Sixteen years after Congress ordered other regulators to do it, the Consumer Financial Protection Bureau is poised to streamline disclosures of mortgage costs and require lenders to include all fees in the financing rate.
Its proposal promises an end to years of legal skirmishes over whether to categorize services as closing or financing costs and reflects a broader CFPB effort to improve how loan terms are presented to borrowers.
Lenders love the idea of minimizing the threat of lawsuits tied to the Truth in Lending Act but argue the CFPB proposal's reliance on an overhaul of the annual percentage rate — a cost metric even the proposal says homebuyers don't use — is a mistake.
"We're in favor of simplification, because we think that will help decrease compliance violations," says Richard Andreano, a partner in Ballard Spahr's mortgage practice. "At the same time that the CFPB is pushing for an all-in consumer APR, they're acknowledging that it's not very useful."
Many lenders would like the CFPB to work through concerns about the APR before tackling all-in financing, he says.
How loan costs should be disclosed has been a thorny issue for decades. Both the Real Estate Settlement and Procedures Act and Truth in Lending require overlapping documents that break down expenses and their source.
"Not surprisingly, consumers often find the forms confusing," the CFPB states in a preamble to its proposal.
To address the problem, title insurance and virtually every other closing cost would be aggregated in the APR to reflect the overall cost of borrowing. The bureau on Friday extended the deadline for public comments until November.
Multiple disclosures and separation of closing costs from financing costs led to a proliferation of unbundled charges and attempts to game the APR, consumer advocates have alleged.
Along with making loans less comprehensible, "it's allowed and encouraged padding of third-party fees," says Diane Thompson, an attorney for the National Consumer Law Center. Advocates hope that lumping things like title insurance into the borrower's financing costs will induce lenders to press vendors to lower their fees, she says.
"You just need a few [borrowers] who shop on it to create downward pricing pressure," she says.
Industry officials tend to doubt that shuffling the presentation of charges would heighten competition to lower closing costs.
"I hear the theory, but I don't think it's a good one," Andreano says. Previous simplifications of pricing disclosure, such as mortgage loan officer compensation, didn't do much to alter noninterest costs, he says.
However, lenders see a potential benefit to simplification because many have ended up in hot water over where they've listed fees.

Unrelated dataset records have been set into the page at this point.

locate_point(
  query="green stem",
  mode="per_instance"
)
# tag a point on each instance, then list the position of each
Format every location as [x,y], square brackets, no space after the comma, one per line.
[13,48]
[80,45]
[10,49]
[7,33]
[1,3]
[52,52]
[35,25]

Bill Dallas, the chief executive of Skyline Financial, recalls being sued by plaintiffs lawyers over how his former company disclosed a $12 expedited mailing fee — even though the faster shipping ended up saving customers more on interest.
The CFPB's cost disclosure rules have the potential to save all parties grief. A very similar push in 2009 by the Federal Reserve — before the Dodd-Frank Act transferred consumer disclosure responsibilities to the CFPB last year — was generally met with approval, or at least equanimity, by the lending industry.
There are caveats to that support, however.
Because APRs would increase, more loans are likely to hit state and federal triggers that subject high-cost loans to additional rules.
"We want APR to be a more accurate reflection of the overall cost of credit," the Mortgage Bankers Association wrote in a note Friday to members. "However, higher APRs and finance charges could affect the number of loans subject to other legal requirements."
The CFPB notes this issue in its proposal, which contemplates adjusting those triggers to mitigate the effects.
Andreano would prefer to see the issue sorted out ahead of time.
"When you raise those questions [of the bureau], people say, 'Good question, we'll have to analyze that,' " he says.
The broader concern is that many lenders think the APR is too flawed a tool to fix. The CFPB's proposed rule notes consumers generally don't understand the difference between interest rate and APR, and even it suggests that it might be better to minimize its prominence.
"The bureau's consumer testing suggests that moving the disclosure of the APR away from the disclosure of the loan's contract interest rate and placing the APR with other long-term metrics may reduce consumer confusion," the proposal states.
Lenders long ago reached that conclusion, Dallas says.
"I've been in the business for 35 years, and I've never had a customer ask me what the APR is," he says. "They ask the same thing: What's my payment, what's my rate and what do I need to bring to the closing."